E’ di pochi giorni fa la notizia che la CA (certification authority) fiamminga DigiNotar è stata vittima di un hack che ha comportato la creazione di “almeno” un certificato SSL falso.
A questa notizia, vuoi per i toni tecnici, vuoi perchè riguarda (o sembra riguardare…) solo i Paesi Bassi, non è stata data dai media adeguata copertura, ma la vicenda è tutt’altro che di secondaria importanza. La situazione è seria, talmente pericolosa che il governo dei Paesi Bassi ha deciso di “commissariare” la DigiNotar, per avere contezza delle dimensioni della crisi.
Per capire la portata devastante di quanto successo è necessario capire cosa sono e come funzionano i certificati SSL. Questi certificati digitali vengono utilizzati per garantire l’identità di un sito web (così come di una persona fisica, di una persona giuridica, ecc.). Sul web, l’uso più comune di questi certificati riguarda l’accesso ai siti attraverso il protocollo HTTPS (ossia HTTP con l’aggiunta del protocollo crittografico SSL). Tramite questi certificati, il browser stesso si accerta automaticamente che il sito a cui si è connessi sia autentico ossia che corrisponda effettivamente a quello che dichiara di essere.
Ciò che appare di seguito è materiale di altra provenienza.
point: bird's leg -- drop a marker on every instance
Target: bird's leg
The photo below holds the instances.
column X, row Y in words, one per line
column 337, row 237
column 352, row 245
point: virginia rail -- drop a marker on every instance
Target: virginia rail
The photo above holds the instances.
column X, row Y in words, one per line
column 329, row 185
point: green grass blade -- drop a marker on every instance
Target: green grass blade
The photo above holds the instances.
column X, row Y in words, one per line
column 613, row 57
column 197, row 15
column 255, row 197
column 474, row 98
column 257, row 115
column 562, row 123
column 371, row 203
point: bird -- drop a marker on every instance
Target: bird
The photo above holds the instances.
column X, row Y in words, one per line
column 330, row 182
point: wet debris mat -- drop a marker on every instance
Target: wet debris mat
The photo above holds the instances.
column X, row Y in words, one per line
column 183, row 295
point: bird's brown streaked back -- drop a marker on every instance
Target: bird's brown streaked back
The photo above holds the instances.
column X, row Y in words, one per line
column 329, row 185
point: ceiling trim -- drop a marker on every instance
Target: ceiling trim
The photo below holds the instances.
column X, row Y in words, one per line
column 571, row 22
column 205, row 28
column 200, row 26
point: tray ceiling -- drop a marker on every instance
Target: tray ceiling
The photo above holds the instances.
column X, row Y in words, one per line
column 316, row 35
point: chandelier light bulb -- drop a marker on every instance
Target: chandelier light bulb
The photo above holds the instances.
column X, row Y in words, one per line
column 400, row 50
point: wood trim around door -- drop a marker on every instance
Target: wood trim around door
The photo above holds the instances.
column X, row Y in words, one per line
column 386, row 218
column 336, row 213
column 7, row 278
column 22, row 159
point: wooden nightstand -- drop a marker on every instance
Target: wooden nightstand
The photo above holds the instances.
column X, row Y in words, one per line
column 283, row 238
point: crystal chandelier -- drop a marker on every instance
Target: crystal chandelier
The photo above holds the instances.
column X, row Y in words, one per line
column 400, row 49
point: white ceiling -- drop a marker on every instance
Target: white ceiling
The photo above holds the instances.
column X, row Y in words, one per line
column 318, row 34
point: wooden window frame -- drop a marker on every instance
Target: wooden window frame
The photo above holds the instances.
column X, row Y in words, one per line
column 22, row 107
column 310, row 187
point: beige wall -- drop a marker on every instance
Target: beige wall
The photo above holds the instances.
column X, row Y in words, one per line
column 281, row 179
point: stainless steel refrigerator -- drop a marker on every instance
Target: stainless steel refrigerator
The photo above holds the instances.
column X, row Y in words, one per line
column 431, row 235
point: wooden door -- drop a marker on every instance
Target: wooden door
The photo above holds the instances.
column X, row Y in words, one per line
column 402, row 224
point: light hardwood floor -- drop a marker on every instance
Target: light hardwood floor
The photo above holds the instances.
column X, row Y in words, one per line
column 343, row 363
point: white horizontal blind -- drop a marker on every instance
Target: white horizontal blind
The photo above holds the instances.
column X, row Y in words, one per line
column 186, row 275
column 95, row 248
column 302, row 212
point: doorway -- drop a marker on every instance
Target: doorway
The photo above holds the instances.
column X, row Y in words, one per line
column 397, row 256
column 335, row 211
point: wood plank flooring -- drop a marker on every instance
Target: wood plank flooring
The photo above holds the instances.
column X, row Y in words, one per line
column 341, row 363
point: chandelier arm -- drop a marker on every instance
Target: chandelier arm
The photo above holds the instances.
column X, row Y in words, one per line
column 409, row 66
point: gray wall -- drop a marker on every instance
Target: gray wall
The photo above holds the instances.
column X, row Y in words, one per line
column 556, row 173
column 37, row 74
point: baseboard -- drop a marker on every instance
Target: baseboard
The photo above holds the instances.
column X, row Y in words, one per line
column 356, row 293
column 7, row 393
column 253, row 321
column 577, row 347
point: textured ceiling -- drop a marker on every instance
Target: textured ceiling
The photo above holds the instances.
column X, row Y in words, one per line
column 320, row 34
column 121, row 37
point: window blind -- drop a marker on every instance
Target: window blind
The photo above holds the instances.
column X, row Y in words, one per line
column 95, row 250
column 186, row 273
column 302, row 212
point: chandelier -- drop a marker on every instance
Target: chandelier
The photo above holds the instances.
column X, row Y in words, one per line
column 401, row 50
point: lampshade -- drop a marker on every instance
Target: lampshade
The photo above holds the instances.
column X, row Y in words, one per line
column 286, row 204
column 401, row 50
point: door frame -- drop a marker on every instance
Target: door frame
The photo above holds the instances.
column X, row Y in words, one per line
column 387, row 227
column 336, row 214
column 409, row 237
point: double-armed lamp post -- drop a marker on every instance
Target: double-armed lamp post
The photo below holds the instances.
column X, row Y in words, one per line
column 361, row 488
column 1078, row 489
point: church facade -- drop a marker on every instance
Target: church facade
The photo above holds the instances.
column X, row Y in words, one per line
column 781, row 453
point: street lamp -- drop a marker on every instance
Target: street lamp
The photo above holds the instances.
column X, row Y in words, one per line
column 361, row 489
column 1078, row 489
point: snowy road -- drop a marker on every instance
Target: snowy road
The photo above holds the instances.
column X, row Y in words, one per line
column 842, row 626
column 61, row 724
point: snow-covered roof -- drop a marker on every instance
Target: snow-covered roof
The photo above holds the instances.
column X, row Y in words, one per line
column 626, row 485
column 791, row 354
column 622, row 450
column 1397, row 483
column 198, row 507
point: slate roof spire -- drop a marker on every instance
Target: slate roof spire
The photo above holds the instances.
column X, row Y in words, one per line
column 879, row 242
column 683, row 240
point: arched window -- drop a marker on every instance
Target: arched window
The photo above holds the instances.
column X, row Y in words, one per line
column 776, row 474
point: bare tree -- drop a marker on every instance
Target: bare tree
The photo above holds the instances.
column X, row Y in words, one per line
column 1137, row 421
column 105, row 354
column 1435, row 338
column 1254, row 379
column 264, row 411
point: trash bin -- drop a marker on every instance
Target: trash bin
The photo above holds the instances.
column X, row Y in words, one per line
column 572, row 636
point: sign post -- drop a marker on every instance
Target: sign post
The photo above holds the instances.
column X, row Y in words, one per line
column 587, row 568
Facendo un esempio pratico, questi certificati consentono all’utente di avere la certezza che, quando ci si connette, per esempio, al portale home banking della Unicredit si stia navigando proprio sul sito che fa capo al famoso gruppo bancario e non in un sito civetta realizzato da qualche malintenzionato
Come si può vedere nell’immagine, infatti, è lo stesso browser a leggere il certificato e ad assicurare l’utente sulla reale identità di chi gestisce il sito.
Si tratta, quindi, in un sistema che si basa sulla fiducia che ciascuno ripone nelle c.d. CA, ossia quei soggetti terzi che emettono i certificati garantendo che il soggetto che li richiede sia effettivamente chi dice di essere (nel nostro esempio la Unicredit). In questo sistema, però, è sufficiente la violazione di una sola CA per compromettere, almeno fino alla scoperta del fatto, tutto il modello.
Ma cosa è successo in termini pratici con la DigiNotar? Chi ha violato questa autorità di certificazione, ha usato le informazioni (chiavi) rubate per creare certificati a nome di diverse organizzazioni: da quanto è emerso ad oggi, sono stati creati falsi certificati relativi a Google e al dominio .torproject.org.
Questi certificati “falsi” nel contenuto, ma tecnicamente autentici,almeno sino alla scoperta della falla sono stati potenzialmente riconosciuti da tutti i browser del mondo come appartenenti a Google e a torproject.org! In questo modo è possibile reindirizzare gli utenti che volevano collegarsi a torproject.org o ad un sito di Google verso falsi siti dotati del certificato falsificato che sarebbe stato riconosciuto come autentico. E ciò senza che l’utente potesse minimamente sospettare di essere vittima di un illecito.
Ad ogni buon conto ad oggi non esiste la prova che questi certificati “falsi” siano stati in alcun modo concretamente utilizzati. Quello che è certo è che pare oramai indispensabile un ripensamento del modello di fiducia che la Rete ha con troppa superficialità adottato.
Anche perchè sulla vicenda rimangono senza risposta altri interrogativi di fondo: “Perché l’hacker ha corso questo rischio per creare un certificato fasullo di torproject.org, e non piuttosto quello di un ente governativo o di un’istituto bancario?”